Sperato.—No hay creencia más peligrosa que la que permite el homicidio y el falso testimonio.
Saturnino.—Cesad de ser o parecer cómplices de esta locura.
Citino (levantando los ojos).—Nosotros no tenemos más que a un Señor, el que está en los Cielos.
Donata.—Damos al cesar el honor debido al cesar—dijo esta acusada, rectificando la declaración de sus compañeros—; pero únicamente tememos a Dios. Vestía.—Yo soy cristiana. Secunda.—Yo también, y seguiré siéndolo. Saturnino (dirigiéndose a Sperato).—¿También tú continúas siendo cristiano?
Sperato, y los demás, a una voz.—Soy cristiano. Saturnino.—Tal vez necesitáis una tregua para deliberar. Sperato.—En un negocio tan evidente, todo está pensado y deliberado.

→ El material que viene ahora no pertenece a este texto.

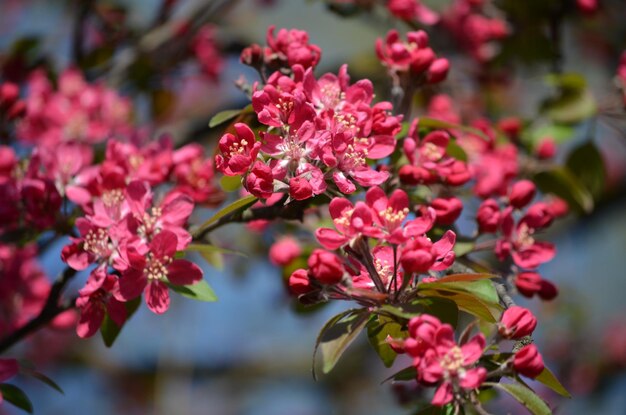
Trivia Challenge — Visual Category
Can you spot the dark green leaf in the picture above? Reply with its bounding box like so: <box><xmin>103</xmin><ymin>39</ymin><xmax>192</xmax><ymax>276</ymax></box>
<box><xmin>194</xmin><ymin>196</ymin><xmax>258</xmax><ymax>235</ymax></box>
<box><xmin>483</xmin><ymin>383</ymin><xmax>552</xmax><ymax>415</ymax></box>
<box><xmin>367</xmin><ymin>316</ymin><xmax>404</xmax><ymax>367</ymax></box>
<box><xmin>533</xmin><ymin>167</ymin><xmax>593</xmax><ymax>213</ymax></box>
<box><xmin>380</xmin><ymin>366</ymin><xmax>417</xmax><ymax>384</ymax></box>
<box><xmin>100</xmin><ymin>297</ymin><xmax>141</xmax><ymax>347</ymax></box>
<box><xmin>313</xmin><ymin>309</ymin><xmax>369</xmax><ymax>377</ymax></box>
<box><xmin>566</xmin><ymin>141</ymin><xmax>606</xmax><ymax>200</ymax></box>
<box><xmin>535</xmin><ymin>367</ymin><xmax>572</xmax><ymax>398</ymax></box>
<box><xmin>0</xmin><ymin>383</ymin><xmax>33</xmax><ymax>414</ymax></box>
<box><xmin>168</xmin><ymin>280</ymin><xmax>217</xmax><ymax>303</ymax></box>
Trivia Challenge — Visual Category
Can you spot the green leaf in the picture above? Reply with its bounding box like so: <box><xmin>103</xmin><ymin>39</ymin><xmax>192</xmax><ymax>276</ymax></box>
<box><xmin>418</xmin><ymin>277</ymin><xmax>502</xmax><ymax>323</ymax></box>
<box><xmin>533</xmin><ymin>167</ymin><xmax>594</xmax><ymax>213</ymax></box>
<box><xmin>24</xmin><ymin>369</ymin><xmax>65</xmax><ymax>395</ymax></box>
<box><xmin>483</xmin><ymin>382</ymin><xmax>552</xmax><ymax>415</ymax></box>
<box><xmin>367</xmin><ymin>316</ymin><xmax>404</xmax><ymax>367</ymax></box>
<box><xmin>194</xmin><ymin>196</ymin><xmax>258</xmax><ymax>236</ymax></box>
<box><xmin>313</xmin><ymin>309</ymin><xmax>370</xmax><ymax>378</ymax></box>
<box><xmin>418</xmin><ymin>117</ymin><xmax>489</xmax><ymax>141</ymax></box>
<box><xmin>220</xmin><ymin>175</ymin><xmax>241</xmax><ymax>192</ymax></box>
<box><xmin>535</xmin><ymin>367</ymin><xmax>572</xmax><ymax>398</ymax></box>
<box><xmin>100</xmin><ymin>297</ymin><xmax>141</xmax><ymax>347</ymax></box>
<box><xmin>0</xmin><ymin>383</ymin><xmax>33</xmax><ymax>414</ymax></box>
<box><xmin>380</xmin><ymin>366</ymin><xmax>417</xmax><ymax>385</ymax></box>
<box><xmin>565</xmin><ymin>141</ymin><xmax>606</xmax><ymax>200</ymax></box>
<box><xmin>209</xmin><ymin>109</ymin><xmax>242</xmax><ymax>128</ymax></box>
<box><xmin>185</xmin><ymin>244</ymin><xmax>247</xmax><ymax>270</ymax></box>
<box><xmin>168</xmin><ymin>280</ymin><xmax>217</xmax><ymax>303</ymax></box>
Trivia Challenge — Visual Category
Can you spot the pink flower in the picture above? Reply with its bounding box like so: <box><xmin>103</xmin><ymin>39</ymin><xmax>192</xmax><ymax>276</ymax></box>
<box><xmin>430</xmin><ymin>196</ymin><xmax>463</xmax><ymax>225</ymax></box>
<box><xmin>315</xmin><ymin>197</ymin><xmax>383</xmax><ymax>249</ymax></box>
<box><xmin>76</xmin><ymin>267</ymin><xmax>126</xmax><ymax>338</ymax></box>
<box><xmin>245</xmin><ymin>161</ymin><xmax>274</xmax><ymax>199</ymax></box>
<box><xmin>476</xmin><ymin>199</ymin><xmax>502</xmax><ymax>233</ymax></box>
<box><xmin>116</xmin><ymin>230</ymin><xmax>202</xmax><ymax>314</ymax></box>
<box><xmin>308</xmin><ymin>249</ymin><xmax>344</xmax><ymax>285</ymax></box>
<box><xmin>509</xmin><ymin>180</ymin><xmax>537</xmax><ymax>209</ymax></box>
<box><xmin>499</xmin><ymin>306</ymin><xmax>537</xmax><ymax>339</ymax></box>
<box><xmin>269</xmin><ymin>236</ymin><xmax>302</xmax><ymax>267</ymax></box>
<box><xmin>215</xmin><ymin>123</ymin><xmax>261</xmax><ymax>176</ymax></box>
<box><xmin>400</xmin><ymin>231</ymin><xmax>456</xmax><ymax>274</ymax></box>
<box><xmin>513</xmin><ymin>344</ymin><xmax>544</xmax><ymax>379</ymax></box>
<box><xmin>289</xmin><ymin>268</ymin><xmax>312</xmax><ymax>295</ymax></box>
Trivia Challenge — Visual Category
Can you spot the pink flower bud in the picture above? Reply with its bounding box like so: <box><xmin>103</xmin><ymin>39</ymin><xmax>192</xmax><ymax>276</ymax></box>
<box><xmin>515</xmin><ymin>272</ymin><xmax>542</xmax><ymax>298</ymax></box>
<box><xmin>509</xmin><ymin>180</ymin><xmax>537</xmax><ymax>209</ymax></box>
<box><xmin>289</xmin><ymin>268</ymin><xmax>311</xmax><ymax>295</ymax></box>
<box><xmin>513</xmin><ymin>344</ymin><xmax>544</xmax><ymax>379</ymax></box>
<box><xmin>430</xmin><ymin>197</ymin><xmax>463</xmax><ymax>225</ymax></box>
<box><xmin>308</xmin><ymin>249</ymin><xmax>344</xmax><ymax>285</ymax></box>
<box><xmin>0</xmin><ymin>82</ymin><xmax>20</xmax><ymax>110</ymax></box>
<box><xmin>289</xmin><ymin>177</ymin><xmax>313</xmax><ymax>200</ymax></box>
<box><xmin>476</xmin><ymin>199</ymin><xmax>502</xmax><ymax>233</ymax></box>
<box><xmin>269</xmin><ymin>236</ymin><xmax>302</xmax><ymax>267</ymax></box>
<box><xmin>499</xmin><ymin>306</ymin><xmax>537</xmax><ymax>339</ymax></box>
<box><xmin>246</xmin><ymin>161</ymin><xmax>274</xmax><ymax>199</ymax></box>
<box><xmin>498</xmin><ymin>117</ymin><xmax>522</xmax><ymax>140</ymax></box>
<box><xmin>239</xmin><ymin>43</ymin><xmax>264</xmax><ymax>68</ymax></box>
<box><xmin>535</xmin><ymin>137</ymin><xmax>556</xmax><ymax>160</ymax></box>
<box><xmin>427</xmin><ymin>58</ymin><xmax>450</xmax><ymax>84</ymax></box>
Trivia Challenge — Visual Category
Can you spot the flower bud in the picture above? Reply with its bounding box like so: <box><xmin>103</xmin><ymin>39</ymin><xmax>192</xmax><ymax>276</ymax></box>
<box><xmin>430</xmin><ymin>197</ymin><xmax>463</xmax><ymax>225</ymax></box>
<box><xmin>509</xmin><ymin>180</ymin><xmax>537</xmax><ymax>209</ymax></box>
<box><xmin>246</xmin><ymin>161</ymin><xmax>274</xmax><ymax>199</ymax></box>
<box><xmin>535</xmin><ymin>137</ymin><xmax>556</xmax><ymax>160</ymax></box>
<box><xmin>498</xmin><ymin>306</ymin><xmax>537</xmax><ymax>339</ymax></box>
<box><xmin>537</xmin><ymin>280</ymin><xmax>559</xmax><ymax>301</ymax></box>
<box><xmin>289</xmin><ymin>268</ymin><xmax>311</xmax><ymax>295</ymax></box>
<box><xmin>515</xmin><ymin>272</ymin><xmax>542</xmax><ymax>298</ymax></box>
<box><xmin>513</xmin><ymin>344</ymin><xmax>544</xmax><ymax>379</ymax></box>
<box><xmin>427</xmin><ymin>58</ymin><xmax>450</xmax><ymax>84</ymax></box>
<box><xmin>289</xmin><ymin>177</ymin><xmax>313</xmax><ymax>200</ymax></box>
<box><xmin>269</xmin><ymin>236</ymin><xmax>302</xmax><ymax>267</ymax></box>
<box><xmin>239</xmin><ymin>43</ymin><xmax>264</xmax><ymax>68</ymax></box>
<box><xmin>476</xmin><ymin>199</ymin><xmax>502</xmax><ymax>233</ymax></box>
<box><xmin>308</xmin><ymin>249</ymin><xmax>344</xmax><ymax>285</ymax></box>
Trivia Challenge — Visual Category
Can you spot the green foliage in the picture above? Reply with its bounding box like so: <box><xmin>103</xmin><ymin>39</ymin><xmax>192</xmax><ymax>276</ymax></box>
<box><xmin>313</xmin><ymin>309</ymin><xmax>370</xmax><ymax>378</ymax></box>
<box><xmin>484</xmin><ymin>383</ymin><xmax>552</xmax><ymax>415</ymax></box>
<box><xmin>100</xmin><ymin>297</ymin><xmax>141</xmax><ymax>347</ymax></box>
<box><xmin>0</xmin><ymin>383</ymin><xmax>33</xmax><ymax>414</ymax></box>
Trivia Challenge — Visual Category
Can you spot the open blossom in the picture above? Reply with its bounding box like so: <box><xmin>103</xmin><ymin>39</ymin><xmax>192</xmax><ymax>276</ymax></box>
<box><xmin>76</xmin><ymin>267</ymin><xmax>126</xmax><ymax>338</ymax></box>
<box><xmin>403</xmin><ymin>315</ymin><xmax>487</xmax><ymax>406</ymax></box>
<box><xmin>115</xmin><ymin>230</ymin><xmax>202</xmax><ymax>314</ymax></box>
<box><xmin>265</xmin><ymin>26</ymin><xmax>322</xmax><ymax>68</ymax></box>
<box><xmin>315</xmin><ymin>197</ymin><xmax>383</xmax><ymax>249</ymax></box>
<box><xmin>215</xmin><ymin>123</ymin><xmax>261</xmax><ymax>176</ymax></box>
<box><xmin>495</xmin><ymin>208</ymin><xmax>556</xmax><ymax>269</ymax></box>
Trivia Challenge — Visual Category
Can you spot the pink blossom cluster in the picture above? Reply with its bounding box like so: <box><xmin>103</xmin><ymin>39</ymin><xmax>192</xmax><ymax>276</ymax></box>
<box><xmin>215</xmin><ymin>58</ymin><xmax>401</xmax><ymax>200</ymax></box>
<box><xmin>17</xmin><ymin>69</ymin><xmax>134</xmax><ymax>148</ymax></box>
<box><xmin>376</xmin><ymin>30</ymin><xmax>450</xmax><ymax>84</ymax></box>
<box><xmin>289</xmin><ymin>187</ymin><xmax>456</xmax><ymax>294</ymax></box>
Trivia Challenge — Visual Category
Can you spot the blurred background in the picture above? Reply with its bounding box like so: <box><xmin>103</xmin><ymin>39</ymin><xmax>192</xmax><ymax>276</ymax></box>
<box><xmin>0</xmin><ymin>0</ymin><xmax>626</xmax><ymax>415</ymax></box>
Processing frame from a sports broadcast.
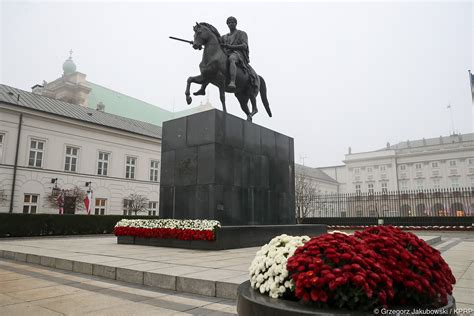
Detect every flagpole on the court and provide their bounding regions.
[468,69,474,105]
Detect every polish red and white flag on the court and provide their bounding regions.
[84,191,92,215]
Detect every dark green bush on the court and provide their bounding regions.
[0,213,158,238]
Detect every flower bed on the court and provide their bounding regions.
[328,225,474,231]
[243,226,456,311]
[114,219,221,240]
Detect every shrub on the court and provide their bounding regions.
[249,234,309,298]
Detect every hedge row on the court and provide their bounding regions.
[303,216,474,226]
[0,213,158,238]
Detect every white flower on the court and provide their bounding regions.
[115,219,221,230]
[249,234,309,298]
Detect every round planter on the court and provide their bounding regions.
[237,281,456,316]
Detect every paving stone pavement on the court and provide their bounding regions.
[0,259,236,316]
[0,233,474,315]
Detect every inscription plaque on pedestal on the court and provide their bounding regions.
[160,109,295,225]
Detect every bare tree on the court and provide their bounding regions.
[0,190,7,205]
[45,185,86,211]
[295,174,319,223]
[123,193,148,215]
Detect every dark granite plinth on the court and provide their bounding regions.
[237,281,456,316]
[160,110,295,225]
[117,225,327,250]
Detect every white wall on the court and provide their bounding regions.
[0,105,161,214]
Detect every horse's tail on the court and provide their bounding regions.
[258,76,272,117]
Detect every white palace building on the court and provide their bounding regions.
[0,57,474,215]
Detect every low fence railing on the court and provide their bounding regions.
[296,188,474,218]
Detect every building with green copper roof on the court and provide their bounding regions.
[32,51,213,126]
[87,81,174,126]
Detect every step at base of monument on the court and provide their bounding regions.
[117,224,327,250]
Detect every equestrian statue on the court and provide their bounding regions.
[170,17,272,122]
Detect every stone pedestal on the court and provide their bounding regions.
[160,109,295,225]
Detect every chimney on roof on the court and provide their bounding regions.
[96,101,105,112]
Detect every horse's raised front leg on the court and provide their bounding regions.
[193,81,209,95]
[184,75,205,104]
[235,94,252,122]
[250,96,258,117]
[219,83,227,113]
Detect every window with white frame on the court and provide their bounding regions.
[123,199,133,215]
[416,179,424,190]
[0,133,5,163]
[355,184,361,194]
[28,139,44,168]
[97,151,110,176]
[451,178,459,188]
[125,156,137,179]
[367,183,374,194]
[94,198,107,215]
[150,160,160,182]
[23,194,39,214]
[64,146,79,172]
[148,201,158,216]
[400,181,408,191]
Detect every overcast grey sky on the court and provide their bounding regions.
[0,0,474,167]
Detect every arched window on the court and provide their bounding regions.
[450,202,466,216]
[416,204,426,216]
[369,205,378,217]
[400,204,411,216]
[433,203,446,216]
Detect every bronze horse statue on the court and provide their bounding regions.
[185,22,272,122]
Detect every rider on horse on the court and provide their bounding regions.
[194,16,259,95]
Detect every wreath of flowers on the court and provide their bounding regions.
[114,219,221,240]
[249,234,309,298]
[250,226,456,311]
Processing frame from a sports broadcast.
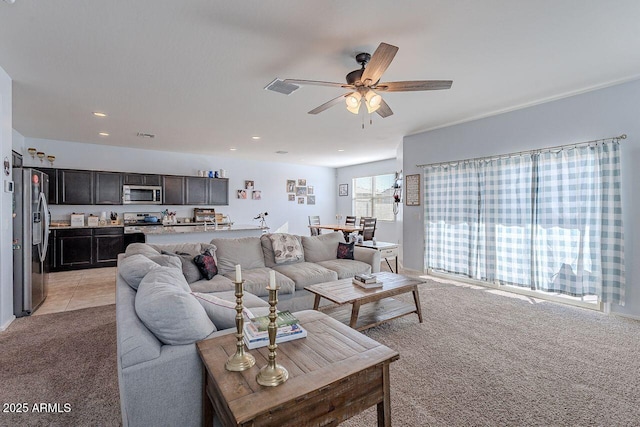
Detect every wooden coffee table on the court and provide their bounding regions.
[196,310,399,426]
[305,272,424,331]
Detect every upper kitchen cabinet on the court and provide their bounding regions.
[58,169,94,205]
[207,178,229,206]
[94,172,122,205]
[185,176,210,205]
[36,168,58,205]
[124,173,162,186]
[162,175,185,205]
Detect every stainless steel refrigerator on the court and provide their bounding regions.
[13,168,50,317]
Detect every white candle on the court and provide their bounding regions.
[269,270,276,289]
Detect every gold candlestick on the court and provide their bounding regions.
[224,280,256,372]
[256,287,289,387]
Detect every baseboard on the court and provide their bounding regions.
[0,315,16,332]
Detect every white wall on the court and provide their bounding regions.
[0,68,14,331]
[336,159,402,244]
[22,137,336,235]
[403,77,640,317]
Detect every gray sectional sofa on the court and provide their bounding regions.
[116,232,380,426]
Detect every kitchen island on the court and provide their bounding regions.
[138,224,268,244]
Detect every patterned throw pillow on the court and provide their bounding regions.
[193,249,218,280]
[269,233,303,264]
[338,242,356,259]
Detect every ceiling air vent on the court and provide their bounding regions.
[265,79,300,95]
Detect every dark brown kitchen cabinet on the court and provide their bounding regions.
[207,178,229,206]
[92,227,124,267]
[58,169,94,205]
[185,176,211,205]
[36,168,58,205]
[124,173,162,185]
[93,172,122,205]
[162,175,185,205]
[49,227,124,271]
[53,228,93,271]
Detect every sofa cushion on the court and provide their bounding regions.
[273,262,338,289]
[260,233,304,267]
[269,233,304,264]
[124,243,160,257]
[189,274,235,293]
[118,254,179,290]
[318,259,371,279]
[336,242,356,259]
[192,292,253,330]
[302,231,345,262]
[211,237,265,277]
[220,264,298,297]
[135,267,216,345]
[193,249,218,280]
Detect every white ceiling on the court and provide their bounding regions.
[0,0,640,167]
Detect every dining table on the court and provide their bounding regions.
[309,224,362,234]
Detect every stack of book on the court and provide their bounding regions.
[243,311,307,350]
[353,274,382,289]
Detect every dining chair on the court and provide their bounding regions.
[309,215,320,236]
[360,217,377,240]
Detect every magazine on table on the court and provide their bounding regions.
[244,323,307,350]
[251,311,300,331]
[352,278,383,289]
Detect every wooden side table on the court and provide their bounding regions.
[196,310,399,427]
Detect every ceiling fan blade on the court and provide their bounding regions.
[376,99,393,119]
[309,92,353,114]
[375,80,453,92]
[284,79,355,89]
[360,43,398,86]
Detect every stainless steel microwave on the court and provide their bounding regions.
[122,185,162,205]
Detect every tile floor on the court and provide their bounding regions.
[33,267,116,316]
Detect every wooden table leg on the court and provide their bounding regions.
[413,286,422,323]
[202,369,213,426]
[349,301,360,329]
[377,363,391,427]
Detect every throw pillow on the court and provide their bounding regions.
[269,233,303,264]
[191,292,253,330]
[193,249,218,280]
[338,242,355,259]
[162,251,202,284]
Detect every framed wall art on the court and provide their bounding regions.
[404,173,420,206]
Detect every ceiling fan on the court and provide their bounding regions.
[284,43,453,118]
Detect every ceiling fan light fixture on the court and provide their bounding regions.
[345,92,362,114]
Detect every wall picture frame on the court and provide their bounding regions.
[404,173,420,206]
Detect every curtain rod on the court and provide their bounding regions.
[416,133,627,168]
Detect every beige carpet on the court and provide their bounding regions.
[0,281,640,427]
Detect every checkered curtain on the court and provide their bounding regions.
[424,142,625,305]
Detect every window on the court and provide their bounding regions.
[352,173,395,221]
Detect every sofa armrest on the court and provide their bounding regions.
[353,246,380,273]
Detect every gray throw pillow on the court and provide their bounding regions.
[162,251,202,283]
[135,267,216,345]
[192,292,253,330]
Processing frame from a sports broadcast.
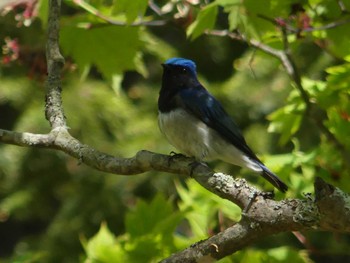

Saturnino.—¿Cuáles son los libros que conserváis en vuestros armarios?
Sperato.—Nuestros libros sagrados, y, además, las epístolas de Pablo, hombre santísimo.
Saturnino.—Os doy una tregua de treinta días por si queréis arrepentiros.
Sperato.—Soy un cristiano inmutable.
Los demás acusados repitieron lo mismo, y entonces Vigelio Saturnino, procónsul, leyó en las tablillas este decreto: «Sperato, Nartzalo, Citino, Donata, Vestia, Secunda, Claudiano y otros han declarado vivir a la manera de los cristianos, y habiéndoseles propuesto un espacio para reflexionar y volver a la manera de vivir de los romanos, han persistido en su obstinación: les condenamos a morir por la espada.»
«Gracias a Dios», dijo Sperato, y Nartzalo añadió: «Siendo mártires, hoy mismo estaremos en el Cielo, gracias a Dios.» El procónsul Saturnino mandó al heraldo que leyese la sentencia: «Ordeno que Sperato, Nartzalo, Citino, Veturio, Félix, Aquilino, Lctancia, Jenara, Generosa, Vestia, Donata, Secunda sean ejecutados.» Todos dijeron: «Gracias a Dios.» Luego, conducidos al lugar del suplicio, se arrodillaron, alabaron a Dios y presentaron su cabeza; y, coronados por el martirio, reinan con el Padre, el Hijo y el Espíritu Santo durante todos los siglos.
Esto fue el 17 de julio del año 180. Tres años después, la esclava Marcia entraba en el palacio imperial. Ella, con su ternura, con su inteligencia, con su energía, subyugó el espíritu grosero del emperador; el genio bueno de Cómodo puso en aquel reinado infame un reflejo de gracia y de bondad. Tal vez no había recibido el bautismo, pero era amiga de Dios—dice un escritor de aquel tiempo—y protegió a los cristianos.